Alors voilà, «dans les jours qui ont suivi l’incident, poursuit le magazine, ses amis se sont efforcés de comprendre comment cet homme qu’ils qualifiaient souvent de «gentil» avait pu cracher des propos aussi répugnants. Ceux-ci sont d’autant plus insultants que le Marais était jadis le centre de la vie juive parisienne, avant de devenir un refuge gay très fréquenté par les fashionistas.» Une des victimes de l’accusé a déclaré à la police qu’avec un ami, ils «avaient tenté de calmer Galliano, mais qu’il n’arrêtait pas de leur dire de partir, que le «quartier lui appartenait». Il appartient au moins autant à l’histoire de l’Holocauste: à trois minutes à pied seulement de La Perle se trouve une école primaire où les nazis ont raflé 260 enfants, qu’ils ont envoyés dans les camps de la mort.»

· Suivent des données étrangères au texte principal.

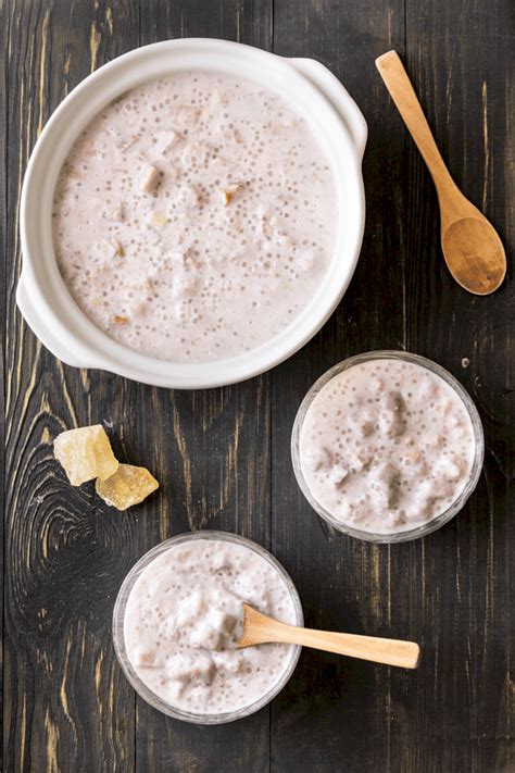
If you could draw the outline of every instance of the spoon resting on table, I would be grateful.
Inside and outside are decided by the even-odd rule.
[[[278,620],[261,614],[249,604],[243,604],[243,634],[237,647],[252,647],[260,644],[296,644],[326,652],[347,654],[350,658],[372,660],[374,663],[416,669],[420,648],[414,641],[381,639],[375,636],[337,634],[331,631],[314,631],[287,625]]]
[[[441,246],[449,271],[468,292],[488,296],[502,284],[506,254],[491,223],[465,198],[437,148],[411,80],[395,51],[376,66],[426,162],[435,183],[441,219]]]

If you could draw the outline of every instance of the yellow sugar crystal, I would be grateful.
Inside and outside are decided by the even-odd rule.
[[[145,467],[121,464],[114,475],[106,481],[98,479],[95,487],[110,507],[127,510],[155,491],[159,483]]]
[[[114,475],[118,462],[101,424],[68,429],[53,441],[53,453],[64,467],[72,486]]]

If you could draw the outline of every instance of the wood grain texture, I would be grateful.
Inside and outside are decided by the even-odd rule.
[[[451,174],[510,253],[508,0],[7,0],[1,13],[4,770],[513,770],[513,282],[508,276],[491,298],[473,298],[451,279],[432,184],[374,67],[388,49],[403,55]],[[199,392],[62,365],[14,304],[20,190],[48,116],[113,57],[179,36],[318,59],[348,87],[369,128],[365,239],[339,309],[272,373]],[[460,516],[424,540],[390,548],[322,524],[289,457],[293,417],[311,384],[344,357],[378,348],[406,348],[447,366],[473,395],[487,436],[479,487]],[[162,482],[134,511],[113,512],[90,485],[72,489],[53,460],[61,429],[98,421],[123,461],[147,464]],[[189,726],[150,709],[114,658],[114,599],[146,550],[204,527],[272,547],[299,588],[306,625],[419,641],[418,671],[305,651],[272,707],[235,725]]]

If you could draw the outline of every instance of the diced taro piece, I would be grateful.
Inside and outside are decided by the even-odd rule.
[[[159,180],[159,169],[156,166],[148,166],[145,171],[143,178],[141,180],[141,190],[145,194],[150,194],[155,186],[158,185]]]
[[[159,488],[159,483],[145,467],[120,464],[114,475],[97,481],[97,494],[116,510],[138,504]]]
[[[95,477],[104,481],[118,469],[118,462],[101,424],[61,433],[53,441],[53,452],[63,465],[72,486],[80,486]]]
[[[381,413],[379,414],[380,428],[391,437],[402,435],[406,426],[404,419],[406,404],[401,392],[386,392],[382,396],[381,403]]]
[[[178,132],[174,132],[174,129],[168,129],[168,132],[163,133],[158,138],[156,142],[156,150],[160,155],[164,155],[165,158],[169,155],[169,153],[176,149],[180,139],[180,134]]]
[[[162,212],[152,212],[149,217],[149,225],[158,225],[162,227],[163,225],[166,225],[168,222],[168,217],[163,214]]]

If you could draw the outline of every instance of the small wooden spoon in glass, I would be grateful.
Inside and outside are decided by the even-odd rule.
[[[440,204],[441,245],[449,271],[465,290],[488,296],[498,289],[506,274],[502,241],[449,174],[399,54],[395,51],[384,53],[376,59],[376,66],[435,183]]]
[[[402,669],[416,669],[418,665],[420,648],[414,641],[300,628],[297,625],[287,625],[279,623],[278,620],[267,618],[247,603],[243,604],[243,634],[237,644],[238,647],[252,647],[275,641],[323,649],[326,652],[372,660],[374,663],[399,665]]]

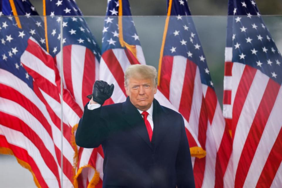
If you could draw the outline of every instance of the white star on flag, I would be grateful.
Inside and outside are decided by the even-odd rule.
[[[115,43],[116,42],[117,42],[116,41],[113,40],[112,38],[111,38],[109,40],[107,40],[107,41],[109,42],[109,44],[113,44],[115,46]]]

Et L’Express d’opérer lui aussi un flash-back: «Quelques mois auparavant, en octobre 2010. Concordance des injures et des lieux. Seule la plaignante change, en l’occurrence Fathia Oumeddour. Cette dernière n’assiste pas à l’audience mais une amie, Claudia, témoin de la scène, raconte: «Il l’a traitée de «vache moche».» Puis, il est passé à «sale pute». Et enfin à «sale pute juive!». Elle conclut: «Il n’était pas dans son état normal».» Il a donc un «double», en conclut le correspondant à Paris de 24 Heures et de la Tribune de Genève: face à lui – ou «à ses démons», préfère Sud Ouest – «qui s’agite sur l’écran, Galliano réagit: «En aucune manière j’adhère à ce genre de propos. Sur cette vidéo, je vois quelqu’un qui a besoin d’aide. C’est une coquille vide».»

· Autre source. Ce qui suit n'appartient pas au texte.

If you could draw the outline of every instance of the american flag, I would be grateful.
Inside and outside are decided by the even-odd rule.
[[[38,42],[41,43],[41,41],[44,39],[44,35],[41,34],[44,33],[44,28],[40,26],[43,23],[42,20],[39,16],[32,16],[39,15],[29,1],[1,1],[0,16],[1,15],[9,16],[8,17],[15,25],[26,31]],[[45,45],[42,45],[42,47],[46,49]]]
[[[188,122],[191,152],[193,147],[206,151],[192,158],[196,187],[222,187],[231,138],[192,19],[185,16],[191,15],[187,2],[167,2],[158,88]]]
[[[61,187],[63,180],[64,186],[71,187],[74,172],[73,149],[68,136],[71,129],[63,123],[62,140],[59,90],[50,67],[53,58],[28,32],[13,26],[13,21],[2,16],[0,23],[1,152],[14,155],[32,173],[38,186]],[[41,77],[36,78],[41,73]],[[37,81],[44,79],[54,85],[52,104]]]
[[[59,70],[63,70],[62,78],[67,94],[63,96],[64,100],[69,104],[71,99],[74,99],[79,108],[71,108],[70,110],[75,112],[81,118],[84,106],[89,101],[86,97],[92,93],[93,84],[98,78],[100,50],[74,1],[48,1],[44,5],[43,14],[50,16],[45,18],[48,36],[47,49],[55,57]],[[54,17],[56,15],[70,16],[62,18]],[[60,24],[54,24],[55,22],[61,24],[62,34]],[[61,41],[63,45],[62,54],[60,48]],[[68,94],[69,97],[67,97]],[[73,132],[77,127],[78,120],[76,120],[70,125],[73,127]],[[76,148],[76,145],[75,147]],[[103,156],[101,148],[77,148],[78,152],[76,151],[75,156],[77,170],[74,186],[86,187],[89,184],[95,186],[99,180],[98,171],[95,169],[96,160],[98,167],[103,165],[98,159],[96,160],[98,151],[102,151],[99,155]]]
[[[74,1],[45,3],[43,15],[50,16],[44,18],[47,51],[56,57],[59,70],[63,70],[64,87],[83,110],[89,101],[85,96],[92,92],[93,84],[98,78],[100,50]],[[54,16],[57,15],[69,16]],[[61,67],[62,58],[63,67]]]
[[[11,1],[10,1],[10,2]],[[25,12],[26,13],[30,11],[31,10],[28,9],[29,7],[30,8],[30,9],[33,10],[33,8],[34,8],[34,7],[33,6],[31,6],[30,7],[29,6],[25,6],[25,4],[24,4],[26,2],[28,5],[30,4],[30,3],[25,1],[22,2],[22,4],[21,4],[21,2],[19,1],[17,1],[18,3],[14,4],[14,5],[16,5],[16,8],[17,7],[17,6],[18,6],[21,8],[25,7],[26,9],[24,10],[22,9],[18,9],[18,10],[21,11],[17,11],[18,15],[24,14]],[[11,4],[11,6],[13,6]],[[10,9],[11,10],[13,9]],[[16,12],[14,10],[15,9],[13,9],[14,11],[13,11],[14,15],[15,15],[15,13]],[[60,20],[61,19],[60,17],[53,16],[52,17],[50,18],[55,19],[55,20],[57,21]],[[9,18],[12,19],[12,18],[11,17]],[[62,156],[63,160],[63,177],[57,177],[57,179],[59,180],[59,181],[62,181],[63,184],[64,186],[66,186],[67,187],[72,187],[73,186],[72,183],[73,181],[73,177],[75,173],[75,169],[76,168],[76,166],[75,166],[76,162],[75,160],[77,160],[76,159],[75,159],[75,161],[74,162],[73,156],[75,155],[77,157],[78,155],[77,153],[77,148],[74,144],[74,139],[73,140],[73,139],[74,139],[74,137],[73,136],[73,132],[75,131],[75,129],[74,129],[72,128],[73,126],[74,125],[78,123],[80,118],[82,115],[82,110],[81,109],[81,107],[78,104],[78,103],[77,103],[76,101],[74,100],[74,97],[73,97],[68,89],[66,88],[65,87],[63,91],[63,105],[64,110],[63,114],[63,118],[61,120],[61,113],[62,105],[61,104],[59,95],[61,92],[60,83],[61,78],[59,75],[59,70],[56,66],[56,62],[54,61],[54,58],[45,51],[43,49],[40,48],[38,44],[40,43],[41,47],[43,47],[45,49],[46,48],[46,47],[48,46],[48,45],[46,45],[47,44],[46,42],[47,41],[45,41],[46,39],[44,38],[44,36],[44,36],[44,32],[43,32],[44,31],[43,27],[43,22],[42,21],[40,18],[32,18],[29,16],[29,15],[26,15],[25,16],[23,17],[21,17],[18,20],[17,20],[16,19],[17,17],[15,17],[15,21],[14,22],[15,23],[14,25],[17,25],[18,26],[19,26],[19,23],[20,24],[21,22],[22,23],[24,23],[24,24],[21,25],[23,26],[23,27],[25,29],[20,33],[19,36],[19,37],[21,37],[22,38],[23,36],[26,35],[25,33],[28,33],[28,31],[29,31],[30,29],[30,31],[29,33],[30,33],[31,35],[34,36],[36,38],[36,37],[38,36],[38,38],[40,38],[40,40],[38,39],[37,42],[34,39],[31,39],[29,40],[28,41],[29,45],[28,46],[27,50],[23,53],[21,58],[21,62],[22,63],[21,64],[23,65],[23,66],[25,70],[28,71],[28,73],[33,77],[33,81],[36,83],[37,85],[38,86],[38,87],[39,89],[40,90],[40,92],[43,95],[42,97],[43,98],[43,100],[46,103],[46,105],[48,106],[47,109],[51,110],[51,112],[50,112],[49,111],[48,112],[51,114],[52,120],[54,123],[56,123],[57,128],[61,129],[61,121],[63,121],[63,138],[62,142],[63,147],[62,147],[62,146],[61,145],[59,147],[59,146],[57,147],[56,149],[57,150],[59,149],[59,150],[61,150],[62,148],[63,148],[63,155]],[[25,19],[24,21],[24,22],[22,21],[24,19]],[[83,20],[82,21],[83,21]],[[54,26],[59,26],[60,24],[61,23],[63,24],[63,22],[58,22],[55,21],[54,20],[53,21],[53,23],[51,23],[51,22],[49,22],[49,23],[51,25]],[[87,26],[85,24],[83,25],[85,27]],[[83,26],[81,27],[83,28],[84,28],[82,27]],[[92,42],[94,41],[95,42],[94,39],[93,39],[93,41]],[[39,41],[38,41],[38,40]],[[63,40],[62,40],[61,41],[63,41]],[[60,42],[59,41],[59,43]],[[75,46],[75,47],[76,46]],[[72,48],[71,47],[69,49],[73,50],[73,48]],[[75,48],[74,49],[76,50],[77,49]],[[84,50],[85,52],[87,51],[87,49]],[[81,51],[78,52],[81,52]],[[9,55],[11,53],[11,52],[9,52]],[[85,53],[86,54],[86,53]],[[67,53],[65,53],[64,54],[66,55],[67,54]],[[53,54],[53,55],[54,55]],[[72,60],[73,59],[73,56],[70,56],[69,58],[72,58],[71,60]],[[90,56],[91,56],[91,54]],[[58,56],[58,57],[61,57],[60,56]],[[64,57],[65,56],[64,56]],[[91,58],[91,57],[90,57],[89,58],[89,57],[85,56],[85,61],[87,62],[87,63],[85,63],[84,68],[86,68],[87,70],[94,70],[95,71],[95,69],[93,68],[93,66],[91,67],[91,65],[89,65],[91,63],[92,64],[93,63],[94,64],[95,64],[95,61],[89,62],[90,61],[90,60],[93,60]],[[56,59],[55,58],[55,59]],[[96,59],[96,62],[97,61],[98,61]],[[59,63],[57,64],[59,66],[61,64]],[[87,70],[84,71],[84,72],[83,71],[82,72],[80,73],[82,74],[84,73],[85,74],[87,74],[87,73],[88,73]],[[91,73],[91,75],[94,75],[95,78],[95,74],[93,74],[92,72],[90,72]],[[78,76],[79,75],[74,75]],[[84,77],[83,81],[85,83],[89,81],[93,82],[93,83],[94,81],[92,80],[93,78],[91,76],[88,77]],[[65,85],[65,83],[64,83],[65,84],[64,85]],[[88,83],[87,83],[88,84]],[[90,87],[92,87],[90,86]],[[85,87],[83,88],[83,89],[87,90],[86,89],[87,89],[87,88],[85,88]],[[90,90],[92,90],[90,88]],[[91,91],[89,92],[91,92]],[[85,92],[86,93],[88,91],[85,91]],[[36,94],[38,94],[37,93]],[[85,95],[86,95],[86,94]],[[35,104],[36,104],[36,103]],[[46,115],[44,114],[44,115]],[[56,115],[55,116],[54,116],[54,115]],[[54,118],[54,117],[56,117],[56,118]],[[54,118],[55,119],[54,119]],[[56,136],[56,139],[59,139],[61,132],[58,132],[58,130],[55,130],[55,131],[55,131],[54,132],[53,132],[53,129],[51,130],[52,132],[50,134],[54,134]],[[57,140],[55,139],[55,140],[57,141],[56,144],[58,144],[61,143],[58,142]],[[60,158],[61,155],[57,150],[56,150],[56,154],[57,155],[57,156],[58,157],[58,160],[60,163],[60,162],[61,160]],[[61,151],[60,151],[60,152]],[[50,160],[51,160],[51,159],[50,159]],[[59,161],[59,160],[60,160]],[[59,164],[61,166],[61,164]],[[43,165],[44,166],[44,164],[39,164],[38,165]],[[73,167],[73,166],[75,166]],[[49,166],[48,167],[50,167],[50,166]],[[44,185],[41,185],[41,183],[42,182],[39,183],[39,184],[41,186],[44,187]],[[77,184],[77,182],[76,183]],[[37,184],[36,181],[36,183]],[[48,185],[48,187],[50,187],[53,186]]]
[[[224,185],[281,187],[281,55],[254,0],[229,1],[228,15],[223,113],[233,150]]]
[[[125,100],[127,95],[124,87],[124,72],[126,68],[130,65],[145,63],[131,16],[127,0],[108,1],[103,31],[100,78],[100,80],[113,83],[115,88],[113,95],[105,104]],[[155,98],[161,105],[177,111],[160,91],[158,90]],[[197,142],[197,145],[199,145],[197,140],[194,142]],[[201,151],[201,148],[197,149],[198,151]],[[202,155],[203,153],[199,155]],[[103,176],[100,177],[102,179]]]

Et le correspondant de Slate de conclure, au terme de sa journée: «Il est presque 23 heures, l’audience est levée, le public quitte la salle après sept heures de débats, les yeux rougis de fatigue et le dos en compote. Galliano s’éclipse comme il était arrivé, la tête basse. En rentrant chez soi, on tombe dans le métro sur deux voyageurs abrutis par l’alcool qui hurlent les pires horreurs sous l’œil indifférent du reste du wagon.» Mais pour la star déchue, conclut Challenges.fr, «la principale sanction a déjà eu lieu: il a été licencié non seulement de chez Dior mais aussi de la société qui porte son nom, John Galliano SA, détenue à 91% par Dior Couture, filiale de LVMH.»